Arizona: The State of Fear

Jesse Freeston: Ecuadorian journalist and filmmaker Oscar León has been following Arizona’s particularly harsh immigration law enforcement for three years.  He has witnessed a growing fear in the state’s Latino community as 26,000 undocumented immigrants have been deported following arrest by the office of Maricopa County Sheriff Joe Arpaio. . . . Sheriff Joe Arpaio has also become famous for his jails, especially his outdoor tent city jail located in the Phoenix desert. . . .  The new section [of the tent city jail] is called Section 1070, named after SB 1070, the controversial immigration law enforcement bill that is now before the federal courts after a temporary injunction.

Oscar León: Fear is not a symptom of what’s going on here.  I think fear is the goal they wanna achieve.

Jesse Freeston: Proponents are very open about this goal.  They call the policy “attrition through enforcement.” . . .  According to León, this policy inevitably involves those in the Latino community who do have legal documents.
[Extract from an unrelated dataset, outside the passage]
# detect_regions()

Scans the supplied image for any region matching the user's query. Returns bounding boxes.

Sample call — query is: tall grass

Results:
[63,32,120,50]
Oscar León: It’s almost impossible to rip the community, the illegal community, from the Hispanic community.  They are intertwined 100 percent.  And there are so many of them that you couldn’t really separate them without making a police state if you will. . .  You see in the street a blockade, and they just ask everybody for papers — they’d been doing that before.  It’s extra-legal and I think it might be even unconstitutional.  The Constitution of the United States guarantees the right of no illegal search without a probable cause, but in this case the probable cause is just the color of your skin.

Jesse Freeston: Long before SB1070, Sheriff Arpaio was under investigation for racial profiling.


Jesse Freeston is a video journalist.  This video was released by The Real News on 2 August.  The text above is an edited partial transcript of the video.